The state Labor Department is holding public hearings on a proposal from Gov. Andrew M. Cuomo to get rid of the subminimum wage for tipped workers, such as restaurant servers. The change would require employers to pay their people full minimum wage, which in upstate New York is $10.40 per hour.
The fact is, this is a change that many workers, as well as many employers who pay them, are dead set against. However well-intentioned, it seems like a case of government looking to fix something that isn’t broken.
The upstate subminimum wage for food service workers is $7.50, $2.90 less per hour than full minimum wage. The lower pay tier – called a tip credit – exists because servers, bussers and bartenders get money from tips that is supposed to fill the gap.
If the law requires waiters and waitresses to be paid full minimum wage, two outcomes are likely. First, higher labor costs will force most restaurants to raise prices. Second, restaurant customers – taking note of the bump up in prices and their servers’ higher wages – are likely to be more frugal when it comes to tipping.
If a server’s wages plus tips don’t reach the level of minimum wage, employers are required to make up the difference. Opponents of the tip credit point out that some employers manipulate their books or use other subterfuge to avoid paying employees their due.
Other critics charge that servers whose take-home pay depends on tips will be more vulnerable to sexual harassment from customers, with the servers in no position to risk calling out someone’s misbehavior.
Those arguments aren’t without merit, but taking away the tip credit would be an overcorrection, one with unfortunate consequences.
Consider the act of ordering a pizza for delivery. Who among us can say they haven’t skimped on the delivery person’s tip when the pizza purveyor includes a delivery charge on the bill?
The same logic would hold when a restaurant patron noticed that her favorite chicken Parmesan dish had gone up in price by a few dollars, partially due to her server being paid a higher wage.

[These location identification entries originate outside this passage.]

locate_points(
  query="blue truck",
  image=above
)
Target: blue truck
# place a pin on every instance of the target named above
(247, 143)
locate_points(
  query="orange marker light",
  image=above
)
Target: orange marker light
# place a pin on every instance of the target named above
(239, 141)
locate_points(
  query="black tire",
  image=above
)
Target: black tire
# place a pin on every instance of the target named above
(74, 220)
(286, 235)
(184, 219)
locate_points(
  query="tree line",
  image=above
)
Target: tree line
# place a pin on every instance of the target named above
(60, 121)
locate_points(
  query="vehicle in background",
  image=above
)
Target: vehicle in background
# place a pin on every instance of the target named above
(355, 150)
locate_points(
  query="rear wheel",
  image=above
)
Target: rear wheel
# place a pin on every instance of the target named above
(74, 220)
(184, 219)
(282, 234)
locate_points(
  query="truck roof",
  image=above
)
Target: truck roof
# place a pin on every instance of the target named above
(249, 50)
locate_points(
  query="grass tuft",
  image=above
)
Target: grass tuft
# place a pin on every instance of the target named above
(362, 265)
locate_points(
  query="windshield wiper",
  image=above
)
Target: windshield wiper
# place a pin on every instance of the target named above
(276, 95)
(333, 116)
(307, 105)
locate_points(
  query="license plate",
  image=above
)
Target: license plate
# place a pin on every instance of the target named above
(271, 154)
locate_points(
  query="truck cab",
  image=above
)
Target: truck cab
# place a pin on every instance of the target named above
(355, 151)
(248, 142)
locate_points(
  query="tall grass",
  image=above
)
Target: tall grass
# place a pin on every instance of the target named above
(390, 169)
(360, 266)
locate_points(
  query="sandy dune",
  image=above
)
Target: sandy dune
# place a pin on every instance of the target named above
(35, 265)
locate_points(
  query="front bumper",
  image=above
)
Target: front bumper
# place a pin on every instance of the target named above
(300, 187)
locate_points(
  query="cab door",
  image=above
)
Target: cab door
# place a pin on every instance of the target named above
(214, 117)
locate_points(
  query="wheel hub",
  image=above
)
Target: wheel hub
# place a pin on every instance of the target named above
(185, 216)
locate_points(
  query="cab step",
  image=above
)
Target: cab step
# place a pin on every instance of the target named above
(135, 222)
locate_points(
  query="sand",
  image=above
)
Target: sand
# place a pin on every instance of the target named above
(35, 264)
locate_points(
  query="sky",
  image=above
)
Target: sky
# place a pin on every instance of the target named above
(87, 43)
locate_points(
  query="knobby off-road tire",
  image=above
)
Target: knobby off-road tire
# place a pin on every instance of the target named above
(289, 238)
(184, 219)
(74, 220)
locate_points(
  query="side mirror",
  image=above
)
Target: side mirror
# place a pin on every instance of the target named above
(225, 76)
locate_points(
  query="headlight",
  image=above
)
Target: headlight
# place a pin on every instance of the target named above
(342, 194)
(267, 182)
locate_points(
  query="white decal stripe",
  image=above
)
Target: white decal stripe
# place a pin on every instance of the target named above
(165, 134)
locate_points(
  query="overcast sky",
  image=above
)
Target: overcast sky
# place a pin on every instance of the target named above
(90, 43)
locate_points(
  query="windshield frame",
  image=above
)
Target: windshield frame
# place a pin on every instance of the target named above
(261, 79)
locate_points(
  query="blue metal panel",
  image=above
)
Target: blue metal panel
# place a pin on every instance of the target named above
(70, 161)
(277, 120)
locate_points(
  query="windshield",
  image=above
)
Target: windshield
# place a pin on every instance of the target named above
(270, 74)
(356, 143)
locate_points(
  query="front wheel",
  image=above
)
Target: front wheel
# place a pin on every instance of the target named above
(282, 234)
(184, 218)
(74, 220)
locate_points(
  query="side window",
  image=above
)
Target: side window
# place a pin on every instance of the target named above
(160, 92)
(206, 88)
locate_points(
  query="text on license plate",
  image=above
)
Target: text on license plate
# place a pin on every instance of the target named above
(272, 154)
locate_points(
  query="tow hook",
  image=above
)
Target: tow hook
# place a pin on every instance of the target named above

That’s the menu equivalent of sticker shock and it would certainly lead to a decline in generosity by customers at tip time.
Demonstrators on both sides of the issue voiced their views in a public hearing on Tuesday at Erie Community College’s city campus.

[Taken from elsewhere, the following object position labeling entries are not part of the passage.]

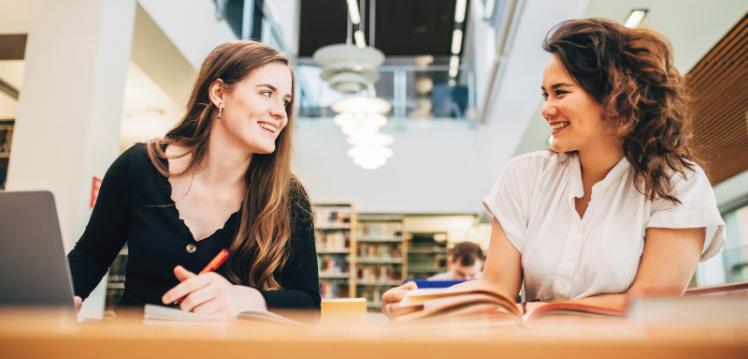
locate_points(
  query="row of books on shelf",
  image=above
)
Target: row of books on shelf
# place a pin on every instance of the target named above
(333, 290)
(332, 241)
(373, 296)
(380, 229)
(379, 250)
(379, 274)
(332, 216)
(332, 265)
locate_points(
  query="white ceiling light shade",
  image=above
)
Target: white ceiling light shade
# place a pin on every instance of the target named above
(369, 163)
(460, 8)
(349, 69)
(371, 139)
(635, 18)
(353, 12)
(358, 36)
(356, 119)
(370, 152)
(360, 104)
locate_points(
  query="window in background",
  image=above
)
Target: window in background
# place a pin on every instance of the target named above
(735, 252)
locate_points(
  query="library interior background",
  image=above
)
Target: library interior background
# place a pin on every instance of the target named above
(450, 88)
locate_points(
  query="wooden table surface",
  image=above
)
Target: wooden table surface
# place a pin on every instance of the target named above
(51, 334)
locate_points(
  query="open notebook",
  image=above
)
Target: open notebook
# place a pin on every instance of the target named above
(485, 303)
(162, 313)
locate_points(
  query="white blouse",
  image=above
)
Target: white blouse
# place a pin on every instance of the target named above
(565, 257)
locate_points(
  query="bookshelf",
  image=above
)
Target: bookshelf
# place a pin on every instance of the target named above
(115, 284)
(379, 256)
(6, 139)
(335, 239)
(426, 253)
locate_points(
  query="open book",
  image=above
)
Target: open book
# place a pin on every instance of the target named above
(160, 313)
(485, 303)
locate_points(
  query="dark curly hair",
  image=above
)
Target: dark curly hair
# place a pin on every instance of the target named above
(631, 73)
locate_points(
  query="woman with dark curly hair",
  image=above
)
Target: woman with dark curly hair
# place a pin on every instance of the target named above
(618, 206)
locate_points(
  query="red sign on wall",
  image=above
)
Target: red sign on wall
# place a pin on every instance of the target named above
(95, 185)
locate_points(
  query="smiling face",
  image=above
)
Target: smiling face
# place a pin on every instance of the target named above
(254, 112)
(575, 118)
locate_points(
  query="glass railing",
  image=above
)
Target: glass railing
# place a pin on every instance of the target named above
(414, 92)
(736, 263)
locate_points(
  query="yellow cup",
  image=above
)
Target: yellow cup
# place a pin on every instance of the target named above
(343, 309)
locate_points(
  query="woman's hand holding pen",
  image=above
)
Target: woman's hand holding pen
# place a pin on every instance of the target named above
(78, 303)
(212, 294)
(392, 297)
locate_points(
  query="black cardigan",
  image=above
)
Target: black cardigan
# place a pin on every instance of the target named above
(134, 205)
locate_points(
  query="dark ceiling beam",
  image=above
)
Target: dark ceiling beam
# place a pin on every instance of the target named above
(12, 46)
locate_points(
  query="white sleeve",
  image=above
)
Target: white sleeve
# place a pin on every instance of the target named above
(509, 199)
(698, 208)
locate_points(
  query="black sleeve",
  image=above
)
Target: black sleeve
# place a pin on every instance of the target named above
(107, 229)
(299, 277)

One restaurant server, Bridget Michalski from JP Fitzgerald’s in the Village of Hamburg, spoke in favor of keeping the law as is. Michalski said she has been waiting on tables for 38 years and has made enough in tips to help her and her husband put eight children through Catholic school.
“I’ve earned everything I’ve gotten,” she said, adding that a higher minimum wage would cut into her tip income.
We’re all for workers getting a fair shake. But being a food server is a profession in which the most competent, hardworking and likable people often reap the most rewards. It would be unfortunate if some of those working men and women had their livelihoods diminished by Albany overreach.